Afghan conceptual artist and activist, Rada Akbar. / Leticia Diaz and Alex Rivera

Santander WomenNOW

The Afghan conceptual artist and activist, Rada Akbar, has asked Santander WomenNOW not to abandon the Afghan people as they are "trapped in a black hole"

Fernando Morales-Rodriguez

She was one of the few women who managed to flee Afghanistan when the Taliban managed to rise to power ten months ago. She lives in Paris but she would like to be in her house, with her family and her friends. She is far from that reality, but what breaks her heart the most is to see that «the world does not support the women of Afghanistan. They have abandoned us." This is the complaint made by the visibly moved Afghan conceptual artist and activist, Rada Akbar, during her speech at Santander WomenNOW, Vocento's women's leadership congress, and in which she called for "doing more to protect Afghan women" . You have to stand by them at a time when "the world turned its back on us"

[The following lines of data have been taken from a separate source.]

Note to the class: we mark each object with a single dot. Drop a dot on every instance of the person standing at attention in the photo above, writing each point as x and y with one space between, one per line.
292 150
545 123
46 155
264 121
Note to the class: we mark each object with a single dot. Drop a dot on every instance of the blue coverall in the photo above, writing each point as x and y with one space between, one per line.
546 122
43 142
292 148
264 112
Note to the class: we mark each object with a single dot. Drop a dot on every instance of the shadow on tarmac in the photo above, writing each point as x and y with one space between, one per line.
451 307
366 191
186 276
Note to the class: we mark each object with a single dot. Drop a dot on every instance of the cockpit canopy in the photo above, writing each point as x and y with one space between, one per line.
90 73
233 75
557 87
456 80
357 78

He believes the Taliban stole "my country, people's hopes and dreams." She remembers the moments before the final assault as the worst of her life and although she is far from that life, she assures that the situation in her country is still the same as last summer. It is her, she says, "like being trapped in a black hole" where its inhabitants cannot find a way out of a place where women's rights have ended.

That is why he asks a European to try to imagine what life is like in Taliban Afghanistan. "They arrest and torture people who want to lead a normal life." "It is unimaginable," he lamented while denouncing how Europeans see refugees. "We are the same as any other person, with the only difference that we refugees have had to leave our countries, family and friends to create a new life." A situation that no one, in his opinion, wants to face. “It is the most complicated decision that a person can make, so I ask for more empathy to understand the situation we are going through.”

His only escape route was found in his work, in art, with which he aims to tell the history of his country. And it is that in her opinion, in Europe Afghan women are seen as victims saved by the West, but "we did not appear in 2001 thanks to the Americans, but women have always contributed to Afghan society."

Still, he hopes that in the future he will have access to opportunities to improve his art and transform society. And he dreams of a female president in Afghanistan. And it is that "there is a lack of women in leadership." Although she is not going to lose hope of seeing him during her lifetime and of returning to her country, where she has the pending task of opening a museum dedicated to the women of Afghanistan, something that she had to interrupt after the Taliban assault.